4. Design Punishments, Rewards, and Recovery
Whether it’s D&D or more modern, board game RPGs like the smash hit Eldritch Horror, almost all games of this type have some kind of reward/punishment system in place to ensure that the game is both motivating and challenging.
Here’s where you decide how that works.
Perhaps your characters collect currency for slaying various beasts that they can then use to buy better weapons, armor, and equipment. Maybe you introduce a component similar to popular MMORPG World of Warcraft in which you can trade currency to learn new skills or improve existing ones, or perhaps you follow a system in which various actions are rewarded with points that can be used to upgrade your character stats.
Likewise, think about punishments that are going to present challenges for your players. If one character goes into battle against a vicious foe and comes up short, what happens? Do they lose health points? If so, how do they get them back again?
5. Define Your Baseline Character Stats
Tempting though it is to start planning your characters and their statistics right at the start, it’s best to save it until you have most of the other game components in place.
That way, you’ll be able to better design characters to fit the game, rather than coming up with stats, designing the game, and then having to back peddle because you created a scenario that would otherwise be impossible for even a fully maxed out character to complete.
Start by deciding what kind of stats you need. Most games use things like strength, intelligence, and agility, though you may need others depending on the type of game you’re devising.
Next, create your baseline for your stats. Lots of games use a method in which 10 points represent typical human ability. So, for example, a character with 10 strength would have the same power as an average human and a character with only 5 points would be quite weak.
In the previous reward-designing step, you should have devised a system to determine how characters can upgrade these stats as the game goes on, and how increased stats will affect the game.
6. Define Your Character Classes
Character classes will help you assign stat points to various characters. Fantasy-based games often use wizards, warriors, warlocks, and the like, though a sci-fi based game would be more likely to have characters such as space pilots, intelligence officers, and weapons specialists.
At this stage, you should be sure that the stats you assign accurately reflect these characters. For example, a warrior would likely be higher on strength, while a wizard who relies on casting spells and mixing potions would rank higher on intelligence.
7. Create Your Game Components
If you haven’t already, now is the time to create your game’s physical components such as the game board, character figures, character sheets, and any cards, tokens, or other features.
You’ll also want to write up and make copies of the rules so that first-time players can familiarize themselves with your game.

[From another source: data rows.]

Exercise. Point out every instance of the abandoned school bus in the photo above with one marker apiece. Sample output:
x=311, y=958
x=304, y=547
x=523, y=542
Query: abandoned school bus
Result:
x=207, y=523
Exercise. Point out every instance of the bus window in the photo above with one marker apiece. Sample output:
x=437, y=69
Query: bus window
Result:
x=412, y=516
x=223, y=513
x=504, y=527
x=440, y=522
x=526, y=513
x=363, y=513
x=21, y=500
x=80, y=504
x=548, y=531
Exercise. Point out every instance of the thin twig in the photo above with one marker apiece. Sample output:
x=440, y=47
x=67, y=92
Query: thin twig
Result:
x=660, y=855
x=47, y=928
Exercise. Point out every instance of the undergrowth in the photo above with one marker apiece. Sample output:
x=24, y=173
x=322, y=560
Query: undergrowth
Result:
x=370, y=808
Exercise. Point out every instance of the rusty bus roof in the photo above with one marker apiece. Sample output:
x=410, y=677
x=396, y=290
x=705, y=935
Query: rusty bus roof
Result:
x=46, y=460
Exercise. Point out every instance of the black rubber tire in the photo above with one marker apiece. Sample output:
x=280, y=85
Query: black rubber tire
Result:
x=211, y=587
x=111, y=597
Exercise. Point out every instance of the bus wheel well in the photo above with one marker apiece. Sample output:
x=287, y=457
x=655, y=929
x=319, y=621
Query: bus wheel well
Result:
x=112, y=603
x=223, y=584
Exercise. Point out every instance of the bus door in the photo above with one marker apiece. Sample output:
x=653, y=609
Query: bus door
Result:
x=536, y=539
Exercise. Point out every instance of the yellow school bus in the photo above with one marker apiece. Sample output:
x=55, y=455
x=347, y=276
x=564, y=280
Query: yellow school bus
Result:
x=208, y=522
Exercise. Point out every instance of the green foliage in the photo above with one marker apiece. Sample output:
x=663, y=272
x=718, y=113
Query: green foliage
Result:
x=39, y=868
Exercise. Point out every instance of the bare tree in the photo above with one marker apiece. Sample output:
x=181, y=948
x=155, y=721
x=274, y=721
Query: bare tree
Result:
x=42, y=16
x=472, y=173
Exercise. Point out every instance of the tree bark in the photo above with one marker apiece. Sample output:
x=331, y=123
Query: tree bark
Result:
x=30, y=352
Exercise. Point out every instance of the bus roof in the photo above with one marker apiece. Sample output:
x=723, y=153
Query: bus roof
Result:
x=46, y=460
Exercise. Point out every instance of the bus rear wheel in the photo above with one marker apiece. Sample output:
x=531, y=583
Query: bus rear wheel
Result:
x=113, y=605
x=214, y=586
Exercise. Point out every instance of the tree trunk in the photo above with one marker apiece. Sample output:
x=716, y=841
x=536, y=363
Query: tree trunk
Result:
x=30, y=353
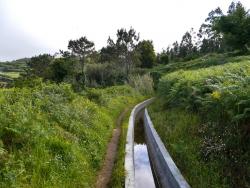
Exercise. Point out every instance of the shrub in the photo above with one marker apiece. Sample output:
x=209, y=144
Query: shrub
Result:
x=143, y=84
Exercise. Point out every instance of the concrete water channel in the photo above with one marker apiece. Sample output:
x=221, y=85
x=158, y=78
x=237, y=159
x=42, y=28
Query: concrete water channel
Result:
x=147, y=162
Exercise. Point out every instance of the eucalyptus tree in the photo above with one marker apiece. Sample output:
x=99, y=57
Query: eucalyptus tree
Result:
x=81, y=48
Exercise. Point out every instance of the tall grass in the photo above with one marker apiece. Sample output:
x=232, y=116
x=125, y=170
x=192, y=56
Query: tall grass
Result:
x=53, y=137
x=179, y=131
x=220, y=95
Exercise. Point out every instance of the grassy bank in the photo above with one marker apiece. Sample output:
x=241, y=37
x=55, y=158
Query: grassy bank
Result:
x=219, y=95
x=179, y=131
x=53, y=137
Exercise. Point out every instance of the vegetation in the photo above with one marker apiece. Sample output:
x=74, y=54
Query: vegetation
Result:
x=179, y=131
x=51, y=136
x=219, y=97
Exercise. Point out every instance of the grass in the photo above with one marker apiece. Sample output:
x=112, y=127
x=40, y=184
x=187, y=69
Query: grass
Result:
x=207, y=61
x=219, y=94
x=179, y=131
x=53, y=137
x=10, y=74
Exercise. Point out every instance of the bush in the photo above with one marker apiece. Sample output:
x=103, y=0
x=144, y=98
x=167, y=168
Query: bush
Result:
x=220, y=95
x=143, y=84
x=53, y=137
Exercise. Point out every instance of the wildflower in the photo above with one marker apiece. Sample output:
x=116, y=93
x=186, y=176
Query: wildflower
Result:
x=216, y=95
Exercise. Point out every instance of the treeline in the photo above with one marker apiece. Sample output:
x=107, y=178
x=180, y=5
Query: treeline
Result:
x=81, y=65
x=220, y=33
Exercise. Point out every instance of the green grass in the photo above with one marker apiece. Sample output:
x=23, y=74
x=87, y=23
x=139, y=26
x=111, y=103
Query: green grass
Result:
x=220, y=95
x=209, y=60
x=179, y=131
x=10, y=74
x=53, y=137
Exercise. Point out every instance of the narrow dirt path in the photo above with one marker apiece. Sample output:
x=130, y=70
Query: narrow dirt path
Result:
x=106, y=171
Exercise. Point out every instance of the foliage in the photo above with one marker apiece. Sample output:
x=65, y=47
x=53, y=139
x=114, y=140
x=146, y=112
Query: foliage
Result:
x=105, y=74
x=220, y=95
x=146, y=54
x=81, y=48
x=53, y=137
x=178, y=130
x=143, y=84
x=235, y=27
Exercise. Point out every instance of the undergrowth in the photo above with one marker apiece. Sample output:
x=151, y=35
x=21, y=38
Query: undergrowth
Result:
x=53, y=137
x=220, y=96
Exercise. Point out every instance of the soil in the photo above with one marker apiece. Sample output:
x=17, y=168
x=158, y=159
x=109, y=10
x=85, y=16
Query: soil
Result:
x=106, y=171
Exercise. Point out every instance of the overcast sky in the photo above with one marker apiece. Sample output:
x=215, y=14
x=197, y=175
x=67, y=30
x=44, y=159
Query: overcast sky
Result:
x=32, y=27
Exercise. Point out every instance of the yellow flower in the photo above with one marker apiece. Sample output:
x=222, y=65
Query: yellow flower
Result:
x=216, y=95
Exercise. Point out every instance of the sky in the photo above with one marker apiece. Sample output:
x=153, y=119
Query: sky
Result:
x=33, y=27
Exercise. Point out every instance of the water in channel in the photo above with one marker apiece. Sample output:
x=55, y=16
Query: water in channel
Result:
x=143, y=172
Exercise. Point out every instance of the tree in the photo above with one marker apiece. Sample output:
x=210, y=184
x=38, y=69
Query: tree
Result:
x=209, y=39
x=163, y=57
x=235, y=27
x=125, y=46
x=81, y=48
x=40, y=66
x=146, y=52
x=109, y=53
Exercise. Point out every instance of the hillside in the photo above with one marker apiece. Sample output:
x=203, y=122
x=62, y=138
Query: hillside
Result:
x=11, y=70
x=53, y=137
x=202, y=115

Once that’s done, there’s only one thing left to do:
Get your friends round to give your game a trial run.
Making a Tabletop RPG from Scratch: A Summary
To sum up then, the best way to start building your tabletop RPG is to start with the end in mind and think about what you want your players and their characters to accomplish. From there, you can work backwards, designing each phase of the game to lead into the one that follows it.
If, for example, you decide that at one point your characters are going to meet a demon who can only be killed with a solid-silver sword, you’ll know that when you work back a few paces, you’ll need to come up with a scenario in which your characters can find this sword.

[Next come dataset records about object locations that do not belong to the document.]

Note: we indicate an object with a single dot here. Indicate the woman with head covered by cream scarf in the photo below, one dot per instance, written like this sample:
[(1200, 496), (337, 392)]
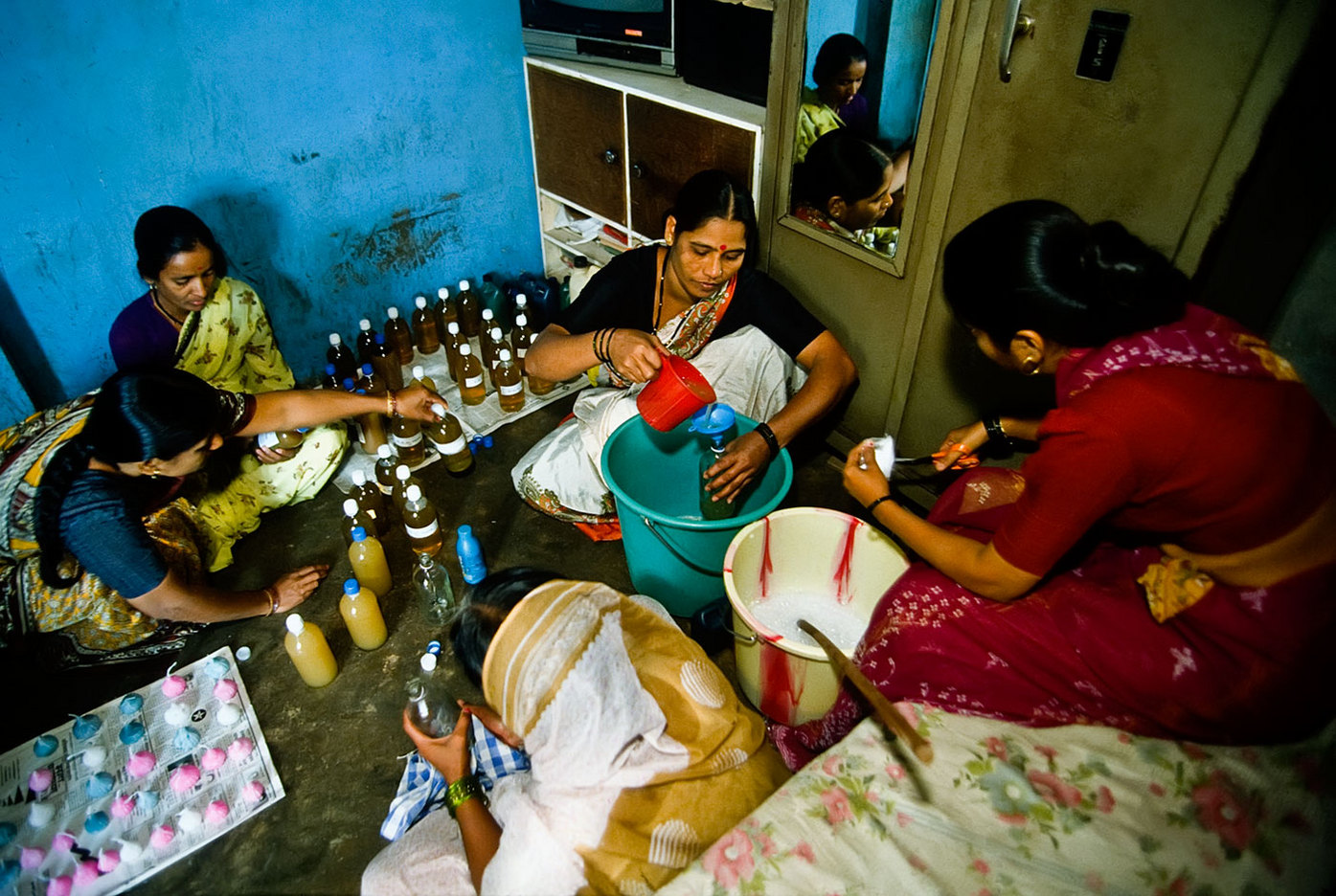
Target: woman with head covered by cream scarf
[(642, 753)]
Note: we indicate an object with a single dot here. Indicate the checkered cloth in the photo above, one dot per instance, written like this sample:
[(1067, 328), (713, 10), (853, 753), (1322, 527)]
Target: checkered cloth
[(422, 788)]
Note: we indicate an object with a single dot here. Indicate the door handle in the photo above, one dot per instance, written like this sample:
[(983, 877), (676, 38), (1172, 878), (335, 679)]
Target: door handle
[(1014, 24)]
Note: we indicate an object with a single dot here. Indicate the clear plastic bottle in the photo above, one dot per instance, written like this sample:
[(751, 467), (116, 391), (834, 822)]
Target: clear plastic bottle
[(355, 516), (473, 391), (509, 384), (365, 341), (371, 500), (386, 362), (308, 652), (470, 314), (436, 594), (469, 551), (426, 335), (385, 463), (362, 616), (430, 709), (399, 337), (368, 560), (453, 340), (448, 437), (419, 378), (421, 523), (338, 354), (406, 437)]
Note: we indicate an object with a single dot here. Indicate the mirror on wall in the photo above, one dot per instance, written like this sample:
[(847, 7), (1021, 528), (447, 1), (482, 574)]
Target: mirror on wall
[(858, 111)]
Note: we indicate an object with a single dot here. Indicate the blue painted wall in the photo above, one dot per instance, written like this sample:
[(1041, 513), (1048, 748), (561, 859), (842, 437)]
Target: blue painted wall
[(345, 154)]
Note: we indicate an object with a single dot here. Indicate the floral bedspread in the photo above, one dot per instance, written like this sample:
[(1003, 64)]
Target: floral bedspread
[(1008, 810)]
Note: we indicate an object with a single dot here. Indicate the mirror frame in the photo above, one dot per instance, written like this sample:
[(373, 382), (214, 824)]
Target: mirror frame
[(794, 77)]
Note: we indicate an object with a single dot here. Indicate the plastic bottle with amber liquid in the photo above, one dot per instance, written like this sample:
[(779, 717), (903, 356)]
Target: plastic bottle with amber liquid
[(398, 337), (509, 384), (453, 340), (371, 500), (473, 391), (406, 438), (386, 364), (365, 341), (446, 311), (369, 564), (419, 378), (426, 334), (448, 437), (421, 523), (403, 480), (362, 616), (308, 652), (470, 313), (354, 516)]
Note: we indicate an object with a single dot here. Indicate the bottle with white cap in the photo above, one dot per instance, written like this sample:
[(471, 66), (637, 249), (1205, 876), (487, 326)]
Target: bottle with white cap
[(430, 709), (308, 652)]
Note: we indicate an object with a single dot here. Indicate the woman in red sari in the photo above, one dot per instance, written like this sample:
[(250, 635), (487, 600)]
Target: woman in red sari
[(1163, 564)]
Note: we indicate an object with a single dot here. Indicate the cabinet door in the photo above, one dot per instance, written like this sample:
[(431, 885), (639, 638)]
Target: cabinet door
[(577, 142), (667, 146)]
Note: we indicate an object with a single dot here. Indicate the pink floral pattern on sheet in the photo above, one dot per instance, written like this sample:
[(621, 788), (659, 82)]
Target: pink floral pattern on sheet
[(1010, 811)]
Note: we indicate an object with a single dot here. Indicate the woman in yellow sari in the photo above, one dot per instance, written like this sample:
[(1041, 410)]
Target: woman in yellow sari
[(198, 320)]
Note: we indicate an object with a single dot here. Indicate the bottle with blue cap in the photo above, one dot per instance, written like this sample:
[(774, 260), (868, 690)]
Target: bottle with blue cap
[(470, 555), (716, 422)]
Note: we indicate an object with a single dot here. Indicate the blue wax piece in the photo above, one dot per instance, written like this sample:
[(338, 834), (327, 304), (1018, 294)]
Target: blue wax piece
[(186, 739), (216, 668), (10, 871), (85, 727), (131, 733), (99, 785)]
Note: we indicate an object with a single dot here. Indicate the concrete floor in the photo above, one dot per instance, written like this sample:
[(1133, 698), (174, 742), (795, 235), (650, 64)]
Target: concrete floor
[(337, 748)]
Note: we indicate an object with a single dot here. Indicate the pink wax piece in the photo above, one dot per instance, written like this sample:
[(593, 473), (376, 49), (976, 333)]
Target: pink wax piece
[(215, 812), (85, 872), (40, 780), (253, 792), (162, 836), (141, 763), (185, 777), (124, 805)]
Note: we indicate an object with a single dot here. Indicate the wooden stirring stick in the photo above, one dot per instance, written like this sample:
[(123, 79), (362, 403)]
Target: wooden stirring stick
[(883, 708)]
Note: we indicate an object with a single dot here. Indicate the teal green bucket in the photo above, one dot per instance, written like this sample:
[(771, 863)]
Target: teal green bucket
[(675, 555)]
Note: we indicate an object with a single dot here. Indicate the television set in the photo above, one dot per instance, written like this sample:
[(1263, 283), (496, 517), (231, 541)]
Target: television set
[(629, 34)]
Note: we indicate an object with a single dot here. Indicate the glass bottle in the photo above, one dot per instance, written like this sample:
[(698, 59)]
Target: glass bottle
[(368, 560), (371, 500), (399, 337), (470, 315), (362, 616), (419, 523), (446, 436), (436, 594), (426, 335), (406, 437), (472, 389), (308, 652), (509, 384)]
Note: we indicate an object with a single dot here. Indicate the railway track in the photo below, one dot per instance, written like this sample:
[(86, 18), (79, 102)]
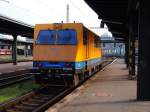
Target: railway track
[(36, 101), (39, 100), (8, 79)]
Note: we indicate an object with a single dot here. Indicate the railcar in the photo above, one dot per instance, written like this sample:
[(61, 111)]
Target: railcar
[(65, 53)]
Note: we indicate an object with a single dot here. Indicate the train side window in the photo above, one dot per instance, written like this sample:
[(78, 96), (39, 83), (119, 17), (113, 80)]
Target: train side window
[(85, 37), (97, 42)]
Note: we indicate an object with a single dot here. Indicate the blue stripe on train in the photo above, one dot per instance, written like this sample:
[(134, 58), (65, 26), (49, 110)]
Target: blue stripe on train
[(77, 65)]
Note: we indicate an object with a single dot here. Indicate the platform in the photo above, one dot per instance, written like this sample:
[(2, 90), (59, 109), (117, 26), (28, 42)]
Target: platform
[(108, 91), (9, 67)]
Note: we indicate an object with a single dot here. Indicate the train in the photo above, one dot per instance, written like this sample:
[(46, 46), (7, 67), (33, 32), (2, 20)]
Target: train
[(65, 53)]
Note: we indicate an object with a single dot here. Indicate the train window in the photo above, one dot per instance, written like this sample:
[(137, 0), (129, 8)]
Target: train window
[(97, 42), (46, 37), (85, 37), (67, 36)]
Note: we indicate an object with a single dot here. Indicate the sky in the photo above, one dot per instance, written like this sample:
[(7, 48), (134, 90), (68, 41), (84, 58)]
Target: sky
[(51, 11)]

Likewise, building your gameworld and the mechanics first will help you determine what kind of stats and character classes you need to devise.
Finally, if we could offer you one final tip, it would be this:
Give your game a few test-runs as it develops. Even if you took our advice to keep things simple, you may still find that your RPG starts to get fairly complex, so it’s helpful to keep playing it through as you go along to ensure that, when you do finally get your friends over to play, there’s no major errors that could ruin all the fun you worked so hard to create.